During the night of 7/8 December the 2/19th began the attack on Jerusalem by taking the Deir Yesin position. After a holdup in daylight, the battalion renewed the attack in the afternoon. The following morning, the Turks had retreated. Sergeants Hurcomb and Sedgewick went out to reconnoitre and met the Mayor of Jerusalem and a party of civilians who offered them the keys of the abandoned city. After the capture of Jerusalem, the 2/19th, reduced to some 300 men, went into billets in the city. On 11 December it provided a guard of honour for General Allenby‘s ceremonial entry into the city.[51][52]

Sergeants Hurcomb (right) and Sedgewick (left) with the Mayor of Jerusalem and his delegation
Monument to the surrender of Jerusalem to the 60th London Division.

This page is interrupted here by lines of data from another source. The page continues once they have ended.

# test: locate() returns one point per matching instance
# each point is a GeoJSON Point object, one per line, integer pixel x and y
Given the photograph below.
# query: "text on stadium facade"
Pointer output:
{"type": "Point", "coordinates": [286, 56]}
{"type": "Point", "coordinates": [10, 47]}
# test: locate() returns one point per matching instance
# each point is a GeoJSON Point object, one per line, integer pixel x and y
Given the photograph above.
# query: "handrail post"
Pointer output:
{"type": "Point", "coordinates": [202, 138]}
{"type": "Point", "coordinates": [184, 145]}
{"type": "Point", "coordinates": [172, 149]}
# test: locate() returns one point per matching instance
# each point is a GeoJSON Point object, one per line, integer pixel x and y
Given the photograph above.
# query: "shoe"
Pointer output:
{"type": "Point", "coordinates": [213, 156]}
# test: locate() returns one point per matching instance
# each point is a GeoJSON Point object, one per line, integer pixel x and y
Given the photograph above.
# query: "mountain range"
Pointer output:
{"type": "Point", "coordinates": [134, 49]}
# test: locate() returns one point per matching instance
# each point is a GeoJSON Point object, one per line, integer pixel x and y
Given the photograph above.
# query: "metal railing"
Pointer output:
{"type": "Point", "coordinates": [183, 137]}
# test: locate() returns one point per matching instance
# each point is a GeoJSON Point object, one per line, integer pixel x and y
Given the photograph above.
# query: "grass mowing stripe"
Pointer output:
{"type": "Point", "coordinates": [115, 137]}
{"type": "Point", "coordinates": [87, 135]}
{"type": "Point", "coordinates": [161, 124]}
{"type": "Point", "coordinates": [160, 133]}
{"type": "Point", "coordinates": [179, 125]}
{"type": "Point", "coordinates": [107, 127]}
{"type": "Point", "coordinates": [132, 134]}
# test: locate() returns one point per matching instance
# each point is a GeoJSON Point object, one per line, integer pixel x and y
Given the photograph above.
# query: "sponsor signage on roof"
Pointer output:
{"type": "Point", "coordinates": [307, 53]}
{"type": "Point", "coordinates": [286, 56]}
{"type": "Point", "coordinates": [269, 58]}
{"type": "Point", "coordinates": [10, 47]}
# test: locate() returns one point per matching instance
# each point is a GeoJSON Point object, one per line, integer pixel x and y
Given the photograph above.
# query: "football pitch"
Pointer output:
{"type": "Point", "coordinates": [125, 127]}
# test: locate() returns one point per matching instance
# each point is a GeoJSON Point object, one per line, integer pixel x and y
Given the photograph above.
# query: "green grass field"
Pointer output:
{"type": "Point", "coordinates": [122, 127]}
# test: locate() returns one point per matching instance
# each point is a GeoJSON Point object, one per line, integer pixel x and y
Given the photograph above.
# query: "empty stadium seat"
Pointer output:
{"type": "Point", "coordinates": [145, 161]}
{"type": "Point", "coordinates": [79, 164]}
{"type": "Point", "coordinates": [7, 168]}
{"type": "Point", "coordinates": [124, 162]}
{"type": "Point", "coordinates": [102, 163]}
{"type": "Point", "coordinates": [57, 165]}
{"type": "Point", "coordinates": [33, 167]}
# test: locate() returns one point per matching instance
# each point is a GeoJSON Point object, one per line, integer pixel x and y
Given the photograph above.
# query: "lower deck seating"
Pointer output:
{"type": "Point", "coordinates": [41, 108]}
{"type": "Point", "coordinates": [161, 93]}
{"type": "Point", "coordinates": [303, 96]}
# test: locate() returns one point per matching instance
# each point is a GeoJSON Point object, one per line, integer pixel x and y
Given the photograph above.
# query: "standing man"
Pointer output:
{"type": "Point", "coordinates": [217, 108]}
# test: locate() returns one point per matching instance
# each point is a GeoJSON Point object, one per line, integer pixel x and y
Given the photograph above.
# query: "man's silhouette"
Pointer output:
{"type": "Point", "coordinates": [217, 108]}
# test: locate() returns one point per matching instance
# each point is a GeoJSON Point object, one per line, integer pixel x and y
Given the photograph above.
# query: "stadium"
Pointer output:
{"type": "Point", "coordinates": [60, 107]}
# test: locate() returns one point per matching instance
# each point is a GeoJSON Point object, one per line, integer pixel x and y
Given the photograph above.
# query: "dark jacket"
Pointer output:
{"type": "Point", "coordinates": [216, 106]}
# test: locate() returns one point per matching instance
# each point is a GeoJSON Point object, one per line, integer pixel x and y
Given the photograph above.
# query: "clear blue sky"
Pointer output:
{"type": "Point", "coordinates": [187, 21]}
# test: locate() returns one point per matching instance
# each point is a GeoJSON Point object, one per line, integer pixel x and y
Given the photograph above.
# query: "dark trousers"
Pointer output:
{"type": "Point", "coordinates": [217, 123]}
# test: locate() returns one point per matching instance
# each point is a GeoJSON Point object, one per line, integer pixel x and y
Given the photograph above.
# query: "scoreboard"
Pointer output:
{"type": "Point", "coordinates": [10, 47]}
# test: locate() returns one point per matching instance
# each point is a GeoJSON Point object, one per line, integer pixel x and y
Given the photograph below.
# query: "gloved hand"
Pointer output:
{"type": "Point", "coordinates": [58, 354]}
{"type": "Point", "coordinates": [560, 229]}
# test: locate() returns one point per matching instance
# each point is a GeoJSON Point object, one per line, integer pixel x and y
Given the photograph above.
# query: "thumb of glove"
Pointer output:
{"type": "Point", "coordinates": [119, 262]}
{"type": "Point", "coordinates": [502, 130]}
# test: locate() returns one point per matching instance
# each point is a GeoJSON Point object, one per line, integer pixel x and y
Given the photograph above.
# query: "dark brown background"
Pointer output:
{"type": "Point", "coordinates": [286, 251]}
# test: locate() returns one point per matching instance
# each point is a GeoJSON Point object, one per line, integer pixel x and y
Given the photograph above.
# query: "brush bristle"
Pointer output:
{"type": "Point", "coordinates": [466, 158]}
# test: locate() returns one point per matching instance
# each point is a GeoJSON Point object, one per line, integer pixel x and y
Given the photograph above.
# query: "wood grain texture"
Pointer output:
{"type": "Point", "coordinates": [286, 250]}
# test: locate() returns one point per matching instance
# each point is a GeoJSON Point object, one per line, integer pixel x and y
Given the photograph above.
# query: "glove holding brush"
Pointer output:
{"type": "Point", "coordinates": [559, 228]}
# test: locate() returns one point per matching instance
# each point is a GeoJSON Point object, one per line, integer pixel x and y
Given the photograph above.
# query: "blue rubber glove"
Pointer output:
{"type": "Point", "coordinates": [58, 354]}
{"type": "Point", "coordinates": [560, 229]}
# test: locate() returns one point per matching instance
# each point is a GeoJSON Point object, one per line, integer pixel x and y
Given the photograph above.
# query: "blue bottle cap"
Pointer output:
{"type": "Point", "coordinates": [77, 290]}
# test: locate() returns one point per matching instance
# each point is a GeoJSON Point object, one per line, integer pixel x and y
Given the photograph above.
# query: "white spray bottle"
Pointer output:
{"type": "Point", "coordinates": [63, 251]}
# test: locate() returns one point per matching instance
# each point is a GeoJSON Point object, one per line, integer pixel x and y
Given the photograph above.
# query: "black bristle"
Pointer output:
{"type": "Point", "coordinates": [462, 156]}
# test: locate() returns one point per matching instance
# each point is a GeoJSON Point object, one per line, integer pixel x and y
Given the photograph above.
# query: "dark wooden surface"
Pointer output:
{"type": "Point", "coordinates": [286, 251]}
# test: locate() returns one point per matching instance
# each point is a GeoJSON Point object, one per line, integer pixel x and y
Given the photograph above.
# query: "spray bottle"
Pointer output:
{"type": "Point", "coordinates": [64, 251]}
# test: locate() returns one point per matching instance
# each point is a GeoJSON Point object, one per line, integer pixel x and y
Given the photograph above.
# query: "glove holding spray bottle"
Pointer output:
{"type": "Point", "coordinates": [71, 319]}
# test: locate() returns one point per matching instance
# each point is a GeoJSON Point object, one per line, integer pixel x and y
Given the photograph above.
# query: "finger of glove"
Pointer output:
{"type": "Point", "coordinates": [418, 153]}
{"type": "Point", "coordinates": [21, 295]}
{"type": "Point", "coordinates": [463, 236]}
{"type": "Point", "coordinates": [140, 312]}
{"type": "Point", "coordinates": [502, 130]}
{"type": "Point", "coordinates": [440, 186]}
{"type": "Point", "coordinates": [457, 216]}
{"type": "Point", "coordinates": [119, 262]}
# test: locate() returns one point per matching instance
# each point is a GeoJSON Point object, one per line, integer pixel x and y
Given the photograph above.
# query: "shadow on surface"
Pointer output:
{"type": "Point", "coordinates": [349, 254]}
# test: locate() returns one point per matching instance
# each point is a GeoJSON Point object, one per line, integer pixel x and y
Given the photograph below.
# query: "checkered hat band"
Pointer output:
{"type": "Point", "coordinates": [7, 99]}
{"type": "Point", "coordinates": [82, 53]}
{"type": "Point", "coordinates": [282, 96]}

The Turkish counter-attack on Jerusalem began on 27 December. When 180th Brigade relieved the defenders who had beaten off the initial Turkish attacks, it went over to the offensive, with 2/19th capturing the slopes of Shab Saleh.[53] After a pause, Allenby resumed his advance and the 2/19th took part in the capture of Jericho on 19–21 February 1918, storming Talat ed Dumm.[54]

The battalion took part in the 1st and 2nd Trans-Jordan raids of 21 March–2 April and 30 April–4 May. On the first occasion (the Battle of Hijla) the leading elements of the 2/19th struggled across the river by swimming and rafting during the night of 21/22 March while other battalions were driven back. Once a pontoon bridge had been completed and reinforcements arrived, the advance continued in the afternoon of 22 March with artillery support. But the next position could not be taken and the troops were pinned down until nightfall, the 2/19th suffering heavy casualties. A second night attack succeeded in extending the bridgehead. The battalion remained in reserve during the subsequent attack on Amman, and covered the retirement of the raiding force to the bridgehead.[55]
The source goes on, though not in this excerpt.